Que nous a appris le réel? Que le président Kennedy fut abattu par un dingue solitaire, Lee Harvey Oswald, le 22 Novembre 1963. Qu'est ce que la "fiction" de Stone nous apprend? Que les faits sont loin d'être aussi simples. Bel euphémisme. En décidant de décortiquer chaque point, chaque évènement, chaque protagoniste avec une précision quasi chirurgicale, le but avéré du metteur en scène est de boucler une enquête entreprise depuis des décennies. Et franchement, il y arrive haut la main. Ses arguments? Tout d'abord, cette volonté de ne pas faire de compromis avec le sujet...Ou si peu. Les quelques scènes intimistes (romancées, sûrement) entre Garrison et sa famille, sont aléatoirement intéressantes.

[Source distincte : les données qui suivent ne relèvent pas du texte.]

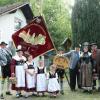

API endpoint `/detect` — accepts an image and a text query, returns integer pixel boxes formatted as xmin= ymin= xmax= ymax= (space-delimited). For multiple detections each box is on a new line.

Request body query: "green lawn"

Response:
xmin=1 ymin=80 xmax=100 ymax=100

En dehors de ça, on ne décolle pas les yeux de l'enquête du procureur. On est littéralement soufflé, imprégné, fasciné par l'affaire tant elle nous semble proche (qui n'a jamais entendu parler de ce jour de Novembre 63?). Le réalisateur n'a pas hésité à faire long pour aller jusqu'au bout, mais insuffle un tel rythme à son film qu'on ne voit pas les 3 heures passer. Il ouvre avec JFK une ère d'expérimentation. Montage survitaminé, vraies images d'archives, reproductions, noir et blanc, couleurs vives (la photographie de Robert Richardson est incroyable). Les 180 minutes filent à toute allure, et pourtant jamais on ne fatigue. Ce jeu de superpositions permanents achèvent d'épouser le problématique du film, voyant la fiction et la réalité se mélanger jusqu'à ce qu'on ne sache plus bien séparer les deux.

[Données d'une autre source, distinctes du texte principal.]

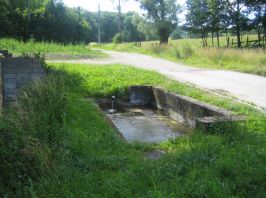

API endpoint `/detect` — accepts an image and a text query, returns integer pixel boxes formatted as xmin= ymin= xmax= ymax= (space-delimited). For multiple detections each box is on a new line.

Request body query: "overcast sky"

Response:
xmin=62 ymin=0 xmax=186 ymax=13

Son autre arme est elle aussi de taille: le casting. Kevin Costner remporte tous les suffrages avec le personnage de Garrison. D'un charisme et d'une humanité à toute épreuve, sa composition fait des merveilles. Sans aucun doute son plus grand rôle (son long monologue, lors de la dernière partie, aurait dû le placer instantanément aux Oscars). Il est secondé par une équipe d'interprètes de premier ordre (Tommy Lee Jones, Gary Oldman, Michael Rooker, Sissy Spacek, Donald Sutherland et tant d'autres...), qui livrent des performances d'une force impressionnante. La musique de John Williams se fond parfaitement dans cet univers d'investigation, chose d'autant plus remarquable que le risque de nous faire décrocher était présent. Une œuvre colossale, incroyablement documentée, saisissante. A tel point qu'une fois le film fini, on se demande comment un tel travail d'information n'a t-il pas été fait avant? C'est la dernière chose que l'on retient de JFK. Cette critique sous-jacente du journalisme qui semble avoir déposé les armes devant l'ampleur de l'évènement, oubliant par la même l'une de ses raisons d'être: informer, rendre compte des faits. Un film important donc, pour les bonnes comme les mauvaises raisons.